Unlike a full-time CFO who is a permanent executive within a company, a fractional CFO is brought in as an external consultant to address specific financial needs or challenges.
Hiring a fractional CFO can bring many benefits to an organisation, including smaller businesses or startups that may not have the resources to hire a full-time permanent executive, providing strategic financial expertise and guidance on complex financial challenges without committing to the costs associated with full-time personnel.
Bob Dickson, a fractional CFO, discusses 11 reasons why hiring an outsourced or part-time CFO is beneficial to the organisation:
Fractional CFOs are typically hired on a part-time or project basis, which can be more cost-effective than hiring a full-time CFO with a complete compensation package. This is particularly valuable for companies that don't require constant CFO oversight or cannot afford a full-time executive.
Fractional CFOs are experienced financial professionals who often have a diverse background working with various companies across industries. Their expertise can bring fresh perspectives, best practices and innovative strategies to a company's financial management.
Fractional CFOs can be engaged for specific tasks or projects, such as financial analysis, fundraising, budgeting, strategic planning or improving financial processes.
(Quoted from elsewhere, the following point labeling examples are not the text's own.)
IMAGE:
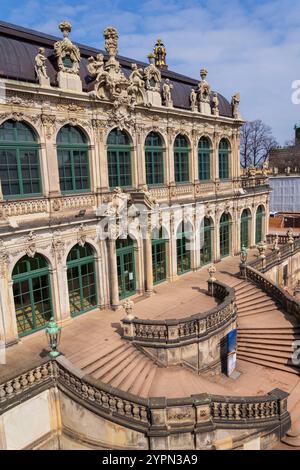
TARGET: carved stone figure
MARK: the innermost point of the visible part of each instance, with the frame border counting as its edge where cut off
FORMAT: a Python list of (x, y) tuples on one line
[(167, 87), (40, 68), (68, 60), (160, 54), (204, 92), (215, 106), (193, 100), (235, 102)]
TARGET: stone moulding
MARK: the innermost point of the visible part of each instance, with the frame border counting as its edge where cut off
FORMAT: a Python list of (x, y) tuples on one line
[(196, 328), (152, 416)]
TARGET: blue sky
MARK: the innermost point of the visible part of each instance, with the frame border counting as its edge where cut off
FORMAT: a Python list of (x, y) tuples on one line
[(248, 46)]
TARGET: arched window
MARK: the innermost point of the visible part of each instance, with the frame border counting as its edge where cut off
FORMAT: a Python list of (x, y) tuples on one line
[(259, 225), (126, 267), (32, 294), (154, 159), (159, 262), (81, 279), (225, 235), (245, 221), (19, 160), (181, 159), (206, 241), (183, 241), (204, 153), (119, 159), (224, 159), (73, 160)]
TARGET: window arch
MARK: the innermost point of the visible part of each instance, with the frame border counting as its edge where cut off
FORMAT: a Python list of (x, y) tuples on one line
[(119, 159), (224, 150), (204, 157), (259, 224), (32, 294), (19, 160), (245, 222), (206, 241), (73, 160), (181, 159), (154, 159), (183, 239), (81, 279), (225, 235)]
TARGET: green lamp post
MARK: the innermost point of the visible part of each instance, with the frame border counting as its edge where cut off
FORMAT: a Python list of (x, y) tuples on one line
[(53, 333)]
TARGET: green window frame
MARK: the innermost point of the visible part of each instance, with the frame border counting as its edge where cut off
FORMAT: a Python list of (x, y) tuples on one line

This flexibility allows companies to tailor their financial management needs to the CFO's expertise.
Fractional CFOs can provide valuable strategic insight to help guide the company's financial decisions and long-term planning. Their expertise can contribute to better-informed decisions regarding growth, investments, risk management and cost control.
As a company grows, its financial needs can become more complex. Fractional CFOs can scale their involvement with the company's growth, ensuring that financial strategies and processes evolve accordingly.
If a company is in between full-time CFOs, a fractional CFO can step in to provide continuity and leadership during the transition period. This is particularly useful in maintaining financial stability during important times.
Fractional CFOs can bring specialized knowledge in areas like mergers and acquisitions, fundraising, internal controls or regulatory compliance, which might not be present in the company's existing team.
Since fractional CFOs are not full-time employees, the company doesn't need to provide benefits, office space or other associated costs. This can result in significant cost savings.
An external fractional CFO can offer unbiased advice without being influenced by internal politics or personal relationships. This objectivity can lead to more informed and effective decision-making.
Focus on core competencies
By outsourcing the CFO function, a company's leadership and internal financial team can focus on their core competencies, leaving the financial management to a seasoned professional.
Quick access to talent
Finding a suitable full-time CFO can take time, but a fractional CFO can be onboarded relatively quickly, ensuring the company doesn't experience a leadership gap. Many fractional CFOs work remotely, so their expertise can be taken advantage of immediately, without the concerns of relocation or commuting.